But where are the numbers from? Are the statistics "sensationalised"?

In order to identify those children at "high risk" of sexual exploitation, the Children's Commission collected data over a 14 month period from police constabularies, local authority children's services and Primary Care Trusts (PCTs). For instance, a Young Offender's Team would be able to provide information on local children who've been found guilty of offending (one of the "warning signs"); a PCT would be able to assess how many children might be abusing drugs in a particular area.

The Children's Commission requested "child-level" data (a child's initials and date of birth) from these bodies, where it might be available. In order to minimise double counting, the researchers assigned a unique code to each child record. To supplement this individual data, they also used "aggregated" data that provides information on how many children have hit a particular indicator of risk.

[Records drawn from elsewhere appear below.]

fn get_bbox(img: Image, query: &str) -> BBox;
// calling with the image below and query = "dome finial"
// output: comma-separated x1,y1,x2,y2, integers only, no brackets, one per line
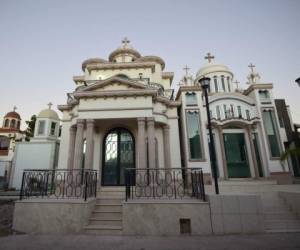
183,65,190,76
13,105,17,112
122,37,130,47
248,63,255,73
47,102,53,110
247,63,261,84
204,52,215,63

They concluded that between August 2010 and October 2011, there were 16,500 children "at high risk" of sexual exploitation. However, there were problems with sourcing this data, as the report acknowledges.

While 100% of police constabularies responded to the request for data, there was variation in how much detail their data offered. Although 88% of local authority children's services provided data, only 2/3 of PCTs submitted evidence.

Furthermore, in one of the report's footnotes, we find another caveat that applies particularly to Young Offender Teams: where data had to be extracted from a manual trawl, the Children's Commission only requested 4 months of data "in order to reduce the administrative burden". So for a period of 14 months, it looks like we have 4 months of data at most.

Is the Government's analysis unfair?

Today's PM programme on Radio 4 confirmed the Government's use of "hysterical" wasn't on the record, but we still don't know which particular statistics the Government has taken issue with.

In this report, the Children's Commissioner has analysed data from a range of different sources. She openly admits that there are "gaps" and "inconsistencies" in the capture and logging of data, as well as "varying definitions".

It's also worth nothing that many of the indicators of "risk" will rely on somebody's subjective judgement. As John Humphrys notes, many of these indicators are not clear-cut: they do not necessarily point to a child's sexual exploitation. We're not talking about something that is easy to measure and any statistic will probably be an approximation. 

However, until the Government explains its misgivings, it is unclear why the report was initially condemned in such strong terms.